Możesz uczęszczać do niej nie wychodząc z domu - to jeden z wielu plusów zapisania się na kurs wegańskiego pieczenia. Od teraz wasze wypieki będą zawsze udane i pyszne!
Szkoła pieczenia wegańskich słodkości
Szkoła nosi miano Physalis i założyło ją dwóch cukierników - Sabina Hambarava i Alexey Korotkevich. Na stronie szkoły piszą: "Veganism becomes a luxury with Physalis" ("Weganizm staje się luksusem z Physalis"). I rzeczywiście, patrząc na eleganckie, finezyjne wypieki trudno uwierzyć, że są w 100% wegańskie.

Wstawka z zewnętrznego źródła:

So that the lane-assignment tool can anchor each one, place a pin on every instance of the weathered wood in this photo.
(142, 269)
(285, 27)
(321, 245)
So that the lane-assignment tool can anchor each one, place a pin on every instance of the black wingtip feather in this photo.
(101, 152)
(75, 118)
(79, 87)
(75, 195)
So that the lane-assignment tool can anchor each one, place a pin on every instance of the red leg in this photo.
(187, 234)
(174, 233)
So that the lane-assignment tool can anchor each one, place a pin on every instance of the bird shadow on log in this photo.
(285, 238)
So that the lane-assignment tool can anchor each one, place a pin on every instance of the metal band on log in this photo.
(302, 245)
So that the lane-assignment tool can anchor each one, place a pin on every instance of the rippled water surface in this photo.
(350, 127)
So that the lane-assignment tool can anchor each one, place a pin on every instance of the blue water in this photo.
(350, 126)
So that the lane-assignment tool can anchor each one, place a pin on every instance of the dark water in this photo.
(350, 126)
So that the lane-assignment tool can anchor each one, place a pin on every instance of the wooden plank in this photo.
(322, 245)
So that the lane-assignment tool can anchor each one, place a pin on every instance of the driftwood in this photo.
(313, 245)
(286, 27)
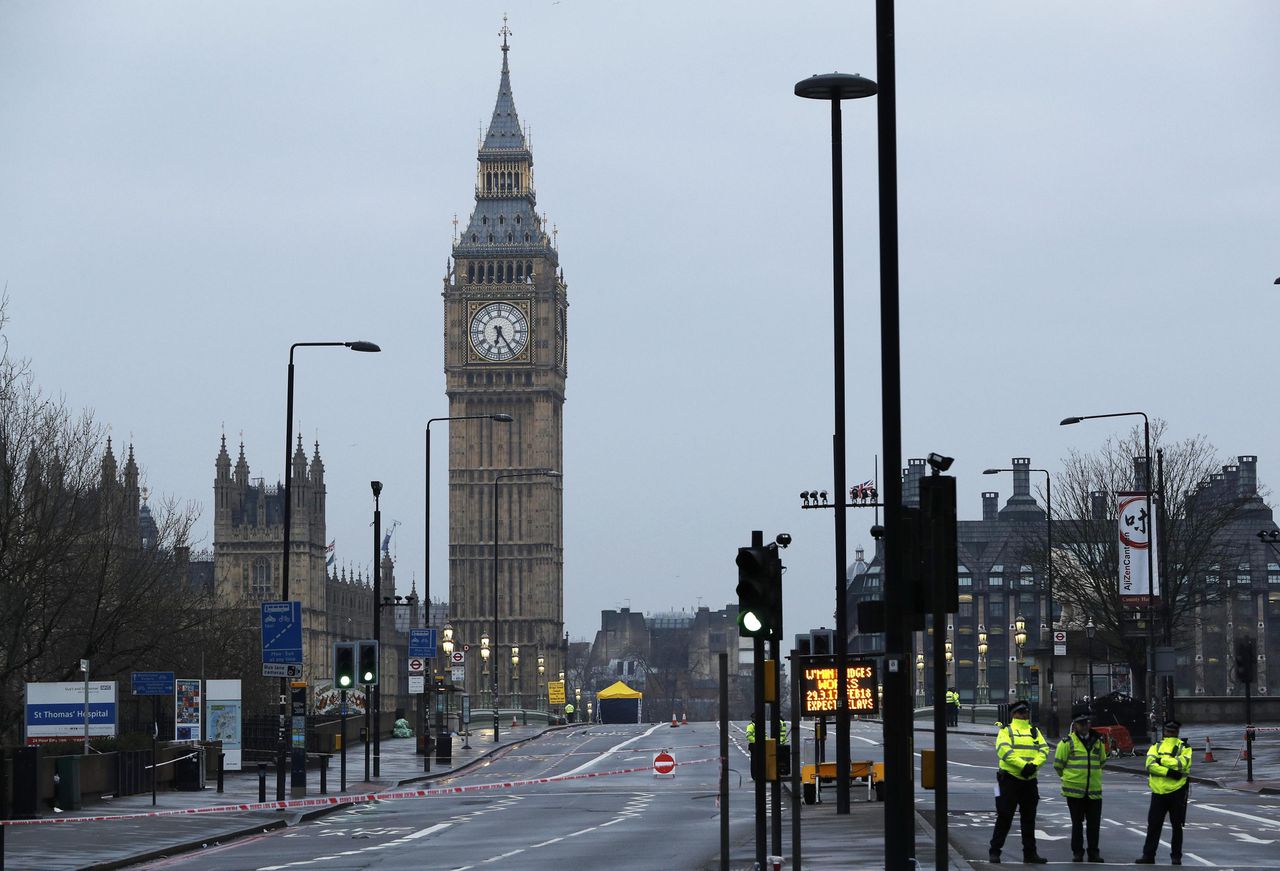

Do tego Hambarava i Korotkevitch postanowili całkowicie zrezygnować z dodatku sztucznych barwników czy oleju palmowego. Piękne słodkości mają być zdrowe, wykonane ww 100% z naturalnych składników. Założeniem szkoły jest też dostępność - dla wszystkich, z każdego miejsca na świecie. Oczywiście znacznie ogranicza ją cena kursu. 9-tygodniowy kurs pieczenia kosztuje 1500 euro, można zapisać się na niego na stronie physalisvegan.com.
Za te pieniądze specjaliści nauczą was jak piec ciasta i makaroniki, a nawet w jaki sposób stworzyć "lustrzaną", błyszczącą polewę. Twórcy szkoły chcą udowodnić, że da się stworzyć nowoczesne wypieki bez używania składników odzwierzęcych. Dzięki temu przełamują stereotypy, a wszyscy amatorzy pieczenia, zarówno profesjonaliści, jak i domowi cukiernicy mogą poszerzyć swoją wiedzę i stworzyć desery, które zachwycają.